Finding duplicate words in writing: a handy Perl script

Posted on March 1, 2006

While we read, our minds subconsciously correct mistakes and overlook omissions in the steam of words we see, especially when reading familiar texts. This mental feature, which allows us to skim long documents, has a nasty drawback when we are writing: it makes it our own mistakes harder to spot.

One of the most common writing mistakes that our brains stealthily correct is the the duplicate word problem. For example, I inserted a double the into the previous sentence. Did you catch it?

If so, don’t be too proud of your accomplishment. It is easier to see errors in others’ writing than in your own. Your brain is attuned to your natural writing patterns and much more likely to repair your mistakes without your knowing.

To overcome this problem, some writers recommend reading your work backward, but I think computers are a more practical solution.

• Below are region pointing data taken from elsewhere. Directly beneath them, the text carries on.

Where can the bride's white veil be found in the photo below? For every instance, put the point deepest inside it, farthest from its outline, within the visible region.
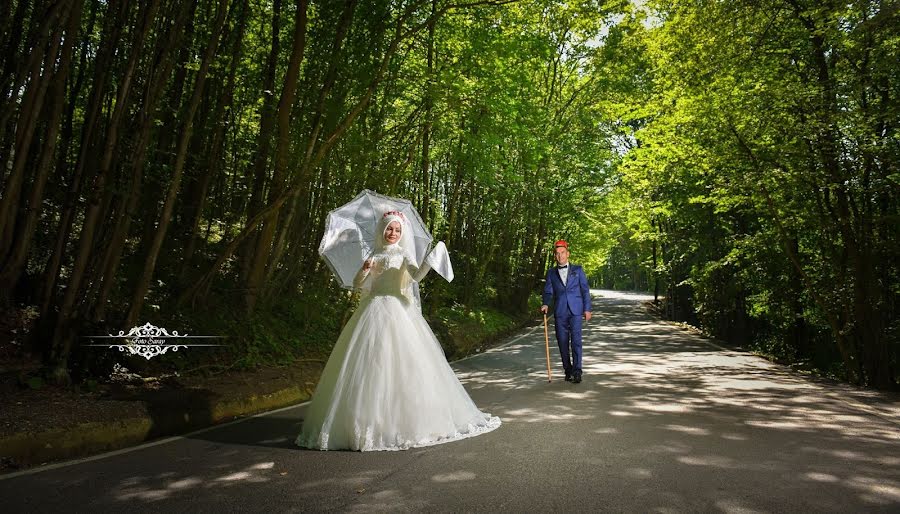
(405, 246)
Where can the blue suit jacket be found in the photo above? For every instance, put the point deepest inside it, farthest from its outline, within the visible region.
(573, 298)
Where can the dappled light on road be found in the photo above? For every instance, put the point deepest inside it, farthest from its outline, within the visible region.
(664, 421)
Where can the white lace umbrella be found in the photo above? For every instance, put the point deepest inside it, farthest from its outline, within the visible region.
(351, 231)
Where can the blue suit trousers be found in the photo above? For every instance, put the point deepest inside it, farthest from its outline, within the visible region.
(568, 337)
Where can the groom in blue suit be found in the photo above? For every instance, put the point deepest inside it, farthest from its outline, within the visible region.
(567, 285)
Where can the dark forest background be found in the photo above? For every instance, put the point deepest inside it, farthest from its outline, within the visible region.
(174, 160)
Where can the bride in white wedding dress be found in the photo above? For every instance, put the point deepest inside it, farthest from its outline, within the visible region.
(387, 384)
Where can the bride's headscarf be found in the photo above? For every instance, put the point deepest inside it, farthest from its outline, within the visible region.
(404, 245)
(394, 255)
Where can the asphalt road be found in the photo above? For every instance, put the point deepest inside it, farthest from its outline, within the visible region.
(664, 421)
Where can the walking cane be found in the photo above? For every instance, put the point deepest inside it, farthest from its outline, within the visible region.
(547, 344)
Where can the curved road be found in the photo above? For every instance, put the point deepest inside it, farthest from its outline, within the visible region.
(663, 422)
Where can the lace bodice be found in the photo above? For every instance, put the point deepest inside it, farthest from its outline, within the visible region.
(389, 276)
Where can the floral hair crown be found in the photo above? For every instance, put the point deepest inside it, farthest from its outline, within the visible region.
(394, 213)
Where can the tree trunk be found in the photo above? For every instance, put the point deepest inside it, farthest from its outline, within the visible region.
(62, 333)
(143, 284)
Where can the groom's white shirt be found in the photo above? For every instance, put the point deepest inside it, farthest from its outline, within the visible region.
(563, 273)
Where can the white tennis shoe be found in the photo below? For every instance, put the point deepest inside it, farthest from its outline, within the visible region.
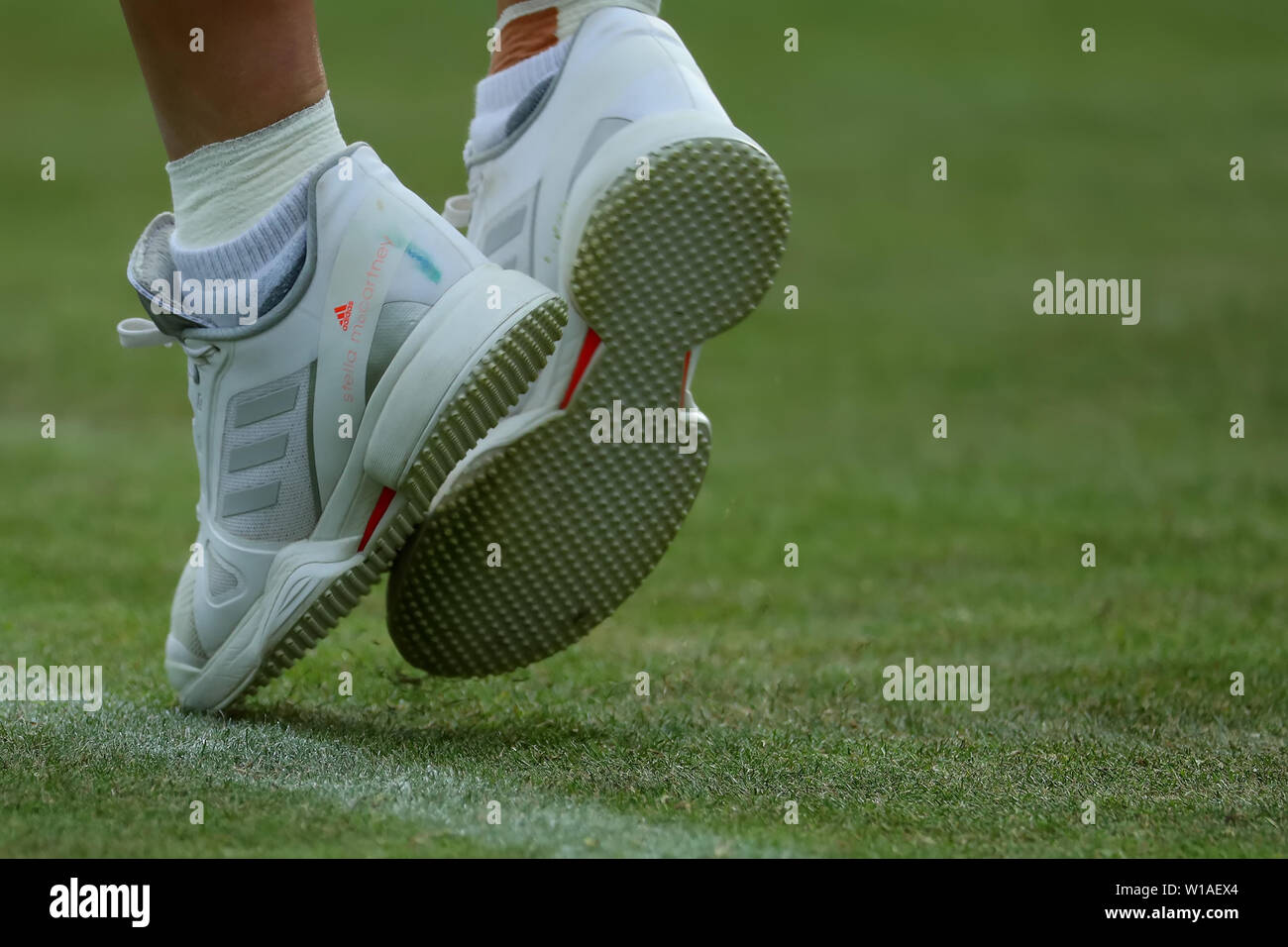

Here’s the Perl script that I use to spot duplicate words:

#!/usr/bin/perl -n00
# dupwords.pl - find duplicate words in the input stream

print "$ARGV: para $.: ($1)\n"
    while /(\b(\w+)\b\s+\b\2\b)/sg;

I use this script from Emacs via shell-command-on-region. I also use it from the command line to find duplicate-word errors in batch:

find . -name '*.txt' | xargs dupwords.pl

The duplicate-words problem is a favorite for programming cookbooks, so if you don’t like my recipe (or Perl), you have many other options.